Commander of first Apollo mission to moon dead at 95

Astronaut Frank Borman, who commanded Apollo 8’s historic Christmas 1968 flight that circled the moon 10 times and paved the way for the lunar landing the following year, has died at age 95.

Borman, who NASA said died Tuesday in Billings, Montana, also led troubled Eastern Airlines in the 1970s and early ’80s after leaving the astronaut corps.

But he was best known for his NASA duties. He and his crew, James Lovell and William Anders, were the first Apollo mission to fly to the moon, the first manned flight to circle the moon, and the first to see earth as a distant sphere in space.

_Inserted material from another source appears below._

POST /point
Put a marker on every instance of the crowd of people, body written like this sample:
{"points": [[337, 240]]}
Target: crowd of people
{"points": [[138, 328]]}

“Today we remember one of NASA’s best. Astronaut Frank Borman was a true American hero,” NASA Administrator Bill Nelson said in a statement on Thursday.

“His lifelong love for aviation and exploration was only surpassed by his love for his wife Susan.”

Launched from Florida’s Cape Canaveral on December 21, 1968, the Apollo 8 trio spent three days travelling to the moon, and slipped into lunar orbit on Christmas Eve.

After they circled 10 times on December 24-25, they headed home on December 27.

On Christmas Eve, the astronauts read from the Book of Genesis in a live telecast from the orbiter: “In the beginning, God created the heaven and the earth. And the earth was without form, and void; and darkness was upon the face of the deep.”

Borman ended the broadcast with, “And from the crew of Apollo 8, we close with good night, good luck, a Merry Christmas, and God bless all of you – all of you on the good earth.”

Lovell and Borman had previously flown together during the two-week Gemini 7 mission, which launched on December 4, 1965 – and, at only 36 metres apart, completed the first space orbital rendezvous with Gemini 6.

In his book, Countdown: An Autobiography, Borman said Apollo 8 was originally supposed to orbit earth.

The success of Apollo 7’s mission in October 1968 to show system reliability on long-duration flights made NASA decide it was time to take a shot at flying to the moon.

But Borman said there was another reason NASA changed the plan: the agency wanted to beat the Russians.

It was on the crew’s fourth orbit that Anders snapped the iconic “Earthrise” photo showing a blue and white earth rising above the grey lunar landscape.

Borman wrote about how the earth looked from afar: “We were the first humans to see the world in its majestic totality, an intensely emotional experience for each of us.

“We said nothing to each other, but I was sure our thoughts were identical – of our families on that spinning globe. And maybe we shared another thought I had, This must be what God sees.”